I remember the Merrimack when it was just a creek,” Daniel “Buzzer” Connors jokes. The Newburyport native has been fishing the sea for more than 35 years. “Newburyport had dirt roads then.”
Buzzer remembers the good old days, when his family would drive “out back,” which is what people called the area around the Artichoke Reservoir. There was no controversial dump on Crow’s Lane then and no I-95. He tells tales of Newburyport of old, of his fishing boat being hit by a rogue wave one January (“I’ll never forget that day.”) and the Mastodon tooth he pulled up in his net while dragging for ground fish. He has caught thousands of pounds of fish from his (now his son’s) boat, the Early Times II.

A foundry worker for years after graduating from high school, Buzzer bought a small boat with a friend in the late 1960s. They ran private charters until his friend moved to Florida around 1970. It was on to tuna fishing on the Early Times. He spent the winters working construction or tub trawling (also called long lining). In the early 1970s, a friend suggested that he try drag fishing – and took him out for a demonstration. “I never saw so many different kinds of fish in my life. I said ‘Wow, I’ve got to do this!’” (He has not fished for tuna for a number of years because he does not think that it’s worth it anymore.)
“You’ve got to work with your environment.”

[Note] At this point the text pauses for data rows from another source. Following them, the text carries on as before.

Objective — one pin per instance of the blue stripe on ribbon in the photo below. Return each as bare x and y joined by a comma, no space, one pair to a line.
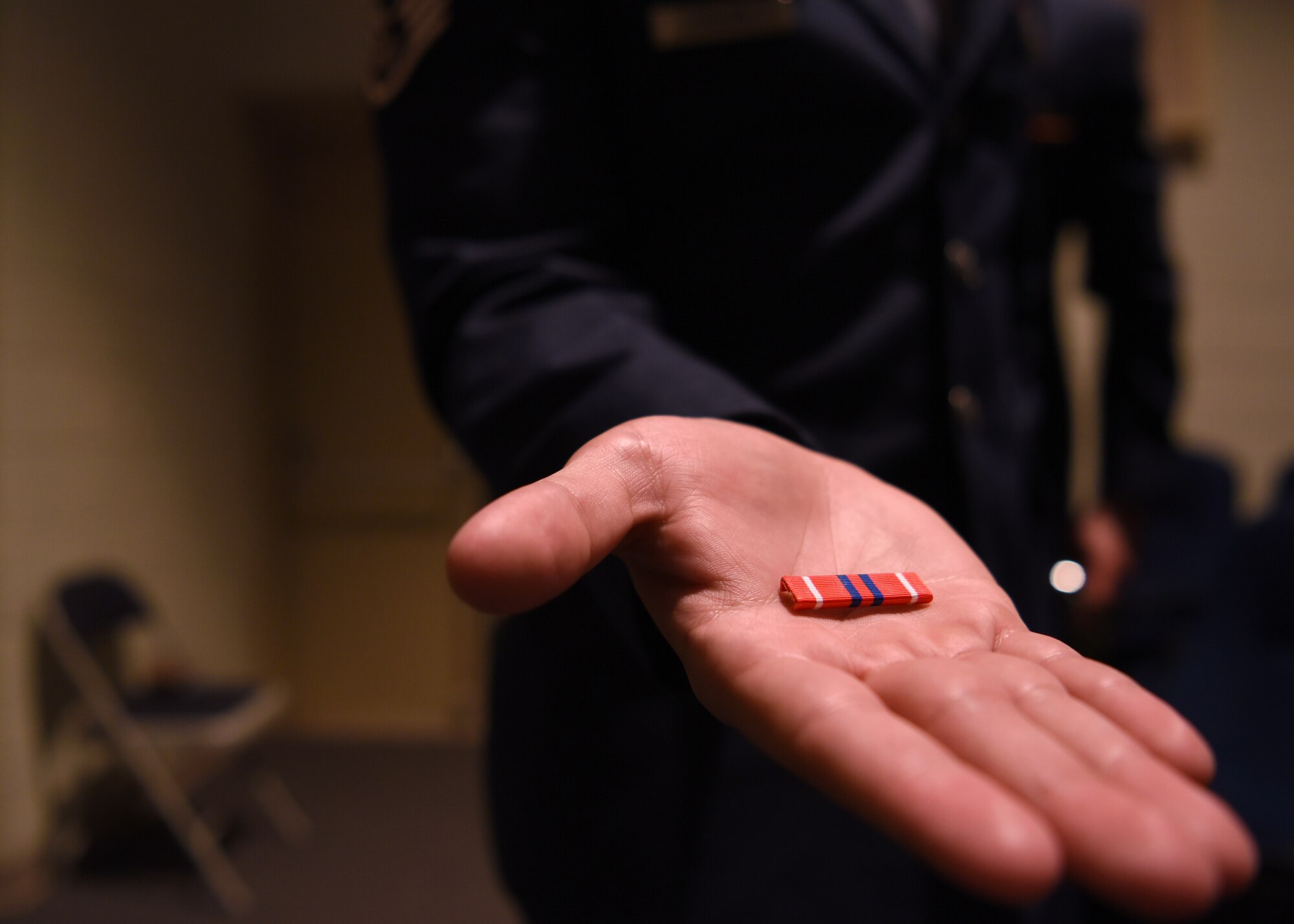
872,586
853,595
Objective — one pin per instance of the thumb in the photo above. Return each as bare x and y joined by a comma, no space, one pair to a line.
536,542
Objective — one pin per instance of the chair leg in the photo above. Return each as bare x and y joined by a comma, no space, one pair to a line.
228,886
160,786
281,808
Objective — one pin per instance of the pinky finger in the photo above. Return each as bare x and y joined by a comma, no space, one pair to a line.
1126,703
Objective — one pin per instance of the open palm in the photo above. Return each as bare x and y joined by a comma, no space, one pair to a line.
1000,755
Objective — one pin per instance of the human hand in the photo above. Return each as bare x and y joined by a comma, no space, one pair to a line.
1001,756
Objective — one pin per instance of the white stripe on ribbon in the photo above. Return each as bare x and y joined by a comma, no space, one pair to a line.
815,592
909,586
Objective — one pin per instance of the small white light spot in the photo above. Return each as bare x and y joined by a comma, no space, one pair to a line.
1068,577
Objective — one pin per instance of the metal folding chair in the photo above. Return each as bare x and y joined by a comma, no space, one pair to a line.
149,728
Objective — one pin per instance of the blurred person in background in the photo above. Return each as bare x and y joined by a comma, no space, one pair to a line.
825,228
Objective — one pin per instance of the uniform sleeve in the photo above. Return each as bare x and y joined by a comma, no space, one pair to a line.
505,225
1128,265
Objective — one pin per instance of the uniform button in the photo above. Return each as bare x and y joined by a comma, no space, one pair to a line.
965,261
965,404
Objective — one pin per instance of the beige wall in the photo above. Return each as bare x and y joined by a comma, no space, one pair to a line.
129,419
373,641
1231,230
1233,227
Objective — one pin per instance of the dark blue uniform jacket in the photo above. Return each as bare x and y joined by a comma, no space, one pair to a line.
803,215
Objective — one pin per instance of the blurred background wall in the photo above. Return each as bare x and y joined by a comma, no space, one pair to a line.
204,377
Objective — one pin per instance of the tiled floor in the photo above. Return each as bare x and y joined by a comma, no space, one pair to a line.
399,838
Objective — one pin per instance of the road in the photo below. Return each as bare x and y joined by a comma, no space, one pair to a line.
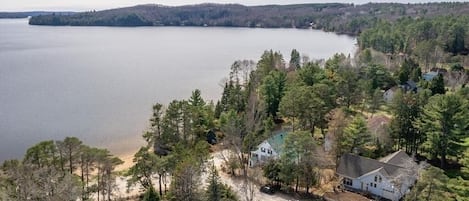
237,185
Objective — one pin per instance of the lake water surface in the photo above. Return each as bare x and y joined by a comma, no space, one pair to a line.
99,83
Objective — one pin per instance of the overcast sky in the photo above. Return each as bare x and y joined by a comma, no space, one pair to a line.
84,5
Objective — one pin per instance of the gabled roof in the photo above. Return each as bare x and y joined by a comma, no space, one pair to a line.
354,166
429,76
277,140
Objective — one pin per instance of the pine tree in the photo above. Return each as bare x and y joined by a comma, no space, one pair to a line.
438,85
214,191
356,135
151,195
445,120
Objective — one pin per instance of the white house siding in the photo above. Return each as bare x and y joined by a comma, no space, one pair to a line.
388,95
383,189
262,156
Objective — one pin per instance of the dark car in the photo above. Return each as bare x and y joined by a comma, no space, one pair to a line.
267,189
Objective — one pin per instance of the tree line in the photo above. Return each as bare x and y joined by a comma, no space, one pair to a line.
60,170
335,17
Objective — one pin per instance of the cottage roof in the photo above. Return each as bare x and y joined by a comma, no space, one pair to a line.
355,166
277,140
429,76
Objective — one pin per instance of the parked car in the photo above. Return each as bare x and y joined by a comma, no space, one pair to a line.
267,189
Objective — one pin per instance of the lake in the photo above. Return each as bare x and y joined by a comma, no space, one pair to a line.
99,83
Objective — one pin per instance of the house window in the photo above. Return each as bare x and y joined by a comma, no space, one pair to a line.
348,182
378,178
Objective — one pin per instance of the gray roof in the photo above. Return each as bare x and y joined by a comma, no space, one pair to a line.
354,166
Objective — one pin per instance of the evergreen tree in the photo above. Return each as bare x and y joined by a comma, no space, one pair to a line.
273,88
356,136
431,186
151,195
214,191
445,121
295,59
437,85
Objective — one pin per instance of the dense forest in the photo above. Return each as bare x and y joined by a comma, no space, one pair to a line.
339,18
339,103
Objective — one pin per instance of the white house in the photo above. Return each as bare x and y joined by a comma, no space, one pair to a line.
390,177
268,149
389,94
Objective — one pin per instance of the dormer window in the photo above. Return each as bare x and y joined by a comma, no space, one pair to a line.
378,178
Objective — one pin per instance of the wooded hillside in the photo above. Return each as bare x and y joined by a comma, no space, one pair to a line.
335,17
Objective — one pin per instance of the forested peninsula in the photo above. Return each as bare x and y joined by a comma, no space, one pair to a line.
335,17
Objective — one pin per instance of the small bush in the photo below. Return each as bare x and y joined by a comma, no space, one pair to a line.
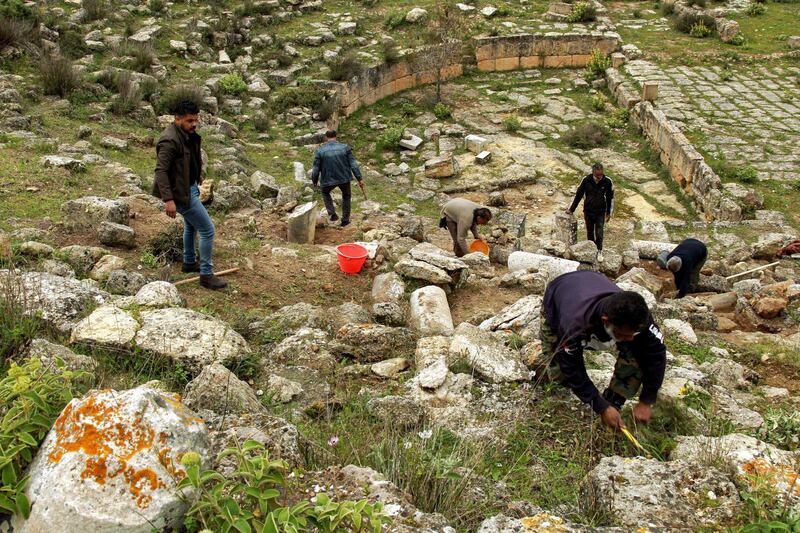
756,9
58,76
16,32
582,12
94,9
442,111
345,68
232,84
128,95
390,52
512,123
536,108
699,30
618,119
686,21
587,135
391,137
394,19
158,7
597,65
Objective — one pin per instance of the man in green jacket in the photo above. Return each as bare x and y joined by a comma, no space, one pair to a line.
178,177
459,216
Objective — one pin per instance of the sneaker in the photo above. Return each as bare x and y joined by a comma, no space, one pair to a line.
190,267
210,281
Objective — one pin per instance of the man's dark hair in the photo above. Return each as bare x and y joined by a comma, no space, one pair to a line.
483,213
186,107
626,309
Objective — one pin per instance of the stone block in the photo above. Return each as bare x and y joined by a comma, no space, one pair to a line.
301,224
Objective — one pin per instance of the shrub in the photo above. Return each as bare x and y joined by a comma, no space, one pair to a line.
128,95
582,12
390,52
232,84
599,102
587,135
158,6
32,397
58,76
685,21
345,68
394,19
16,9
597,65
699,30
442,111
94,9
618,119
250,498
512,123
391,137
16,32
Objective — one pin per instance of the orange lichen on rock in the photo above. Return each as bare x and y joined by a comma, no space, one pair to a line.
96,428
762,468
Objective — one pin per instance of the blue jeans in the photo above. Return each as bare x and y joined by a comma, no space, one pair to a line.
196,220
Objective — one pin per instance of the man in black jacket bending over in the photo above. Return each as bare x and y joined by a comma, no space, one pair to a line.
598,204
584,307
685,263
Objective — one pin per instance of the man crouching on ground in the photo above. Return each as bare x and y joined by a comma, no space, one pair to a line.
583,308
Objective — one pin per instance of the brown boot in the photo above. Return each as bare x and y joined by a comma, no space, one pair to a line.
210,281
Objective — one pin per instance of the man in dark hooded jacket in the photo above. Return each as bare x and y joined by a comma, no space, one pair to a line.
585,308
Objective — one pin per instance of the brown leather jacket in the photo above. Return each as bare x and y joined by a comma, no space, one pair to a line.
173,162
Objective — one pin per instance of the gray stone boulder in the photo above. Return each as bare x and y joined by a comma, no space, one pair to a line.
396,411
113,234
125,282
218,389
487,355
112,462
370,343
190,338
646,492
61,302
106,326
430,312
159,294
89,212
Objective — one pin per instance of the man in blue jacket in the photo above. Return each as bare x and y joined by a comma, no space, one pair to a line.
334,166
584,307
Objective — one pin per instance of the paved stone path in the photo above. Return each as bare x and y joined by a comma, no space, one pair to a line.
748,115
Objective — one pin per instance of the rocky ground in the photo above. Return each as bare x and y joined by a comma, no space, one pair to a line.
409,391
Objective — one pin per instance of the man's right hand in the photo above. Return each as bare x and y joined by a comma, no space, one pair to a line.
612,418
169,207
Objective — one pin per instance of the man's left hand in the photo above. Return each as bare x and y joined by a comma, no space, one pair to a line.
642,412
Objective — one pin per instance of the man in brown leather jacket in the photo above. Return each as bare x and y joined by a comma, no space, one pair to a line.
177,182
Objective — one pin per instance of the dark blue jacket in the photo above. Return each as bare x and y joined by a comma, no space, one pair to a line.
693,254
334,161
573,304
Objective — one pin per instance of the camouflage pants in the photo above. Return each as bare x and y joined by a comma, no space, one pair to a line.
627,376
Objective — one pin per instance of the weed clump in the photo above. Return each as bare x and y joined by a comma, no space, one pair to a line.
59,78
587,135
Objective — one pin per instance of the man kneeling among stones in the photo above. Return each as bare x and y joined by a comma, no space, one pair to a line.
585,309
459,216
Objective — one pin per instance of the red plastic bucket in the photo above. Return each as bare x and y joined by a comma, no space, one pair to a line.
351,257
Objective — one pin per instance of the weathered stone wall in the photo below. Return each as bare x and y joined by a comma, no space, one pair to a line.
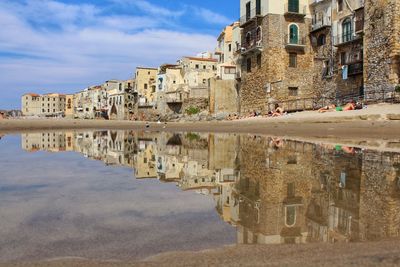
200,103
382,44
223,96
274,69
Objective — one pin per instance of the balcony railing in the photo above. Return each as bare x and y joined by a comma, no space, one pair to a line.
295,41
250,15
295,9
355,68
318,24
252,41
345,38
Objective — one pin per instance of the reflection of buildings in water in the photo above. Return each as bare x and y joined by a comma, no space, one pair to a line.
50,141
145,160
273,191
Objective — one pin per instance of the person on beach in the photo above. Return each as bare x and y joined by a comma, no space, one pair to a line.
327,108
278,111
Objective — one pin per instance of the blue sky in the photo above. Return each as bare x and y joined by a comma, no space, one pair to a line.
67,45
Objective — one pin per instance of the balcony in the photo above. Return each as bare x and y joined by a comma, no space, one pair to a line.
359,20
250,16
345,38
314,2
355,68
173,98
320,24
295,43
295,10
252,42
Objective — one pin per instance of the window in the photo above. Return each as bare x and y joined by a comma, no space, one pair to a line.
293,91
321,40
340,5
293,6
248,39
326,70
347,30
291,191
248,11
258,7
343,58
230,70
293,60
293,34
258,34
248,64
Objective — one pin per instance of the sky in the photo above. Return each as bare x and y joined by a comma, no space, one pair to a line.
67,45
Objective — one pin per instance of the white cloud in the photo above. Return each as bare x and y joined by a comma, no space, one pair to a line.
210,16
66,47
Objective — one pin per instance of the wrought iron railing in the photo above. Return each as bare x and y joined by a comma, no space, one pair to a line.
295,9
250,15
345,38
315,103
296,41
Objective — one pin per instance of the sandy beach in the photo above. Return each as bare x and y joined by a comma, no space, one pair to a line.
375,127
378,121
384,253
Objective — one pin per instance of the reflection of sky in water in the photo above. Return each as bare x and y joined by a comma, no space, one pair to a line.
61,204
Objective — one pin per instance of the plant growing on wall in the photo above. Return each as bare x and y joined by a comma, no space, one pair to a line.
192,110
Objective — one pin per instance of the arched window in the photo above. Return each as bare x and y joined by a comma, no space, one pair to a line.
293,34
321,40
347,30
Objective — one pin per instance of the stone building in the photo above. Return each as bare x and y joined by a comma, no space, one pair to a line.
31,105
122,99
145,85
331,49
196,72
171,89
47,105
69,106
224,87
276,53
382,45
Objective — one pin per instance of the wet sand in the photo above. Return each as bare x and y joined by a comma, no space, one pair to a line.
362,127
379,121
383,253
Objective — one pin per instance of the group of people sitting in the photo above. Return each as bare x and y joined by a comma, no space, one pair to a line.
277,112
352,105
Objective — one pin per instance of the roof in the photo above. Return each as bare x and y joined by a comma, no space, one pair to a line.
146,68
32,94
202,59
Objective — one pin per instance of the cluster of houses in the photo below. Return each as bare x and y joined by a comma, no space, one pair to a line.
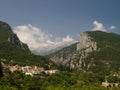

Buzzer remembers when codfish would come into the mouth of the Merrimack in September, and the river would be just loaded with them. Fisherman could catch huge codfish on the “cushion,” a ledge off Salisbury Beach (“right off the roller coaster”). “There were so many fish, we would go down to the island at dawn; the beach would be littered with silver hake, Pollock, mackerel – everything – if there was any wave action.”